Si è raccolta, addirittura, notizia di sistemi di reclutamento illegale di questo tipo di manodopera da parte di caporali. Altra attività in cui è particolarmente diffuso il fenomeno del lavoro nero è il settore edilizio. Anche in questo caso si è raccolta notizia di forme di reclutamento illegali di manodopera, tramite caporali che reclutano lavoratori, in prevalenza extra-comunitari, nelle zone centrali del capoluogo provinciale, o lavoratori meridionali direttamente nei luoghi di origine.

Nei piccoli esercizi commerciali e del servizio al turismo si riscontra la presenza di un lavoro nero che riguarda, oltre agli studenti, extracomunitari e giovani disoccupati. Nel settore calzaturiero varie forme di sommerso si nascondono nei passaggi tra imprese committenti, terzisti e famiglie. Nel settore conciario è emersa una scarsa propensione da parte delle aziende al ricorso al lavoro sommerso nero, anche perché la massiccia presenza di lavoratori regolari senegalesi è gestita ricorrendo a contratti a termine e interinali.

Per quanto concerne il settore della lavorazione del legno, le prestazioni di lavoro sommerso nero riguardano in prevalenza pensionati (ovvero ex-dipendenti che continuano saltuariamente a collaborare).

Il lavoro parzialmente sommerso. Il lavoro grigio sembra essere ben presente nel tessuto economico della provincia pisana, specialmente nelle imprese piccole e piccolissime. La forma più pesante consiste nella strumentalizzazione del rapporto in essere tra prestatore d'opera e datore di lavoro, dove quest'ultimo è in grado di cambiare causa giuridica al contratto sottostante.

La parte più consistente di questo tipo di lavoro sommerso (grigio) è presente nei rapporti lavorativi caratterizzati da contratti a termine, di apprendistato, di formazione, di collaborazione occasionale e di lavoro autonomo, che mascherano in realtà rapporti di lavoro puramente subordinato. Tra i contratti utilizzati in modo improprio spicca in particolare la collaborazione coordinata e continuativa che viene utilizzata, per esempio, imponendo vincoli rigidi di orario, sotto la minaccia di sciogliere il rapporto di lavoro.

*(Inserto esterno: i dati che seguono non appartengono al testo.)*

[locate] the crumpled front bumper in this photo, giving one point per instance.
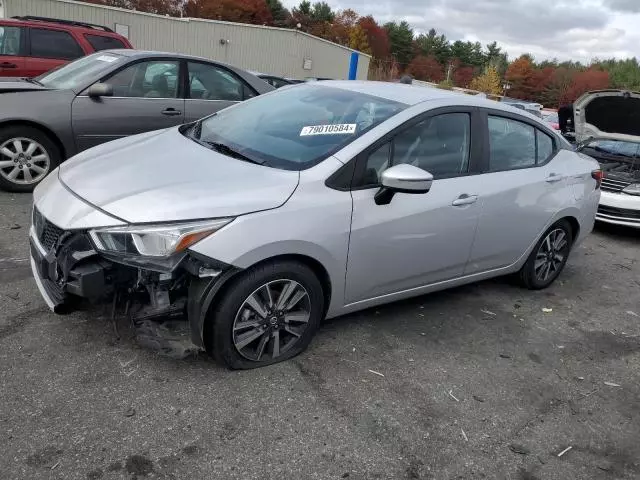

Lo stesso accade con il part-time, che spesso maschera un rapporto a tempo pieno. Queste forme di lavoro grigio sono utilizzate nella piccola distribuzione, nella ristorazione, nei bar; ma anche nelle imprese del cuoio/pelle, della calzatura e del tessile, specialmente nelle imprese terziste. Altre situazioni di sommerso grigio si trovano nelle collaborazioni di extracomunitari o di lavoratori appositamente trasferitisi dal Meridione che lavorano con contratti part-time nel settore edilizio; e nel comparto delle ICT, dove però il lavoro riguarda manodopera ad elevata specializzazione.

Situazioni di irregolarità più "lieve" si annidano nella gestione dei rapporti contrattuali tra impresa e lavoratore. Tra queste situazioni quelle indicate come prevalenti sono la remunerazione in nero delle ore di straordinario, in particolare nel settore del cuoio e della pelle, e nell'edilizia.

In sintesi, anche per la provincia di Pisa il fenomeno del sommerso assume la forma del «sommerso di convenienza», rivolto alla riduzione dei costi di impresa e alla flessibilizzazione estrema della forza lavoro impiegata, oltre i limiti imposti dalla legislazione sui contratti di lavoro.

Questa tipologia di sommerso, certo non preoccupante come quella che caratterizza il Meridione d'Italia, non deve però essere trascurata. Al di là della perdita del gettito fiscale e contributivo (le cui conseguenze negative non sono, comunque, da sottovalutare), il ricorso al sommerso segnala che molte imprese piccole e piccolissime di moltissimi comparti provinciali individuano nel basso costo del lavoro l'elemento centrale delle loro strategie competitive. Preoccupa, in particolare, notare che questa strategia è seguita anche dalle imprese dei comparti che non sono al riparo dalla competizione internazionale, per le quali si tratta di una strategia perdente già nel medio periodo, di fronte alla concorrenza di Paesi verso i quali la Toscana ha uno svantaggio, in termini di costo del lavoro, che è incolmabile.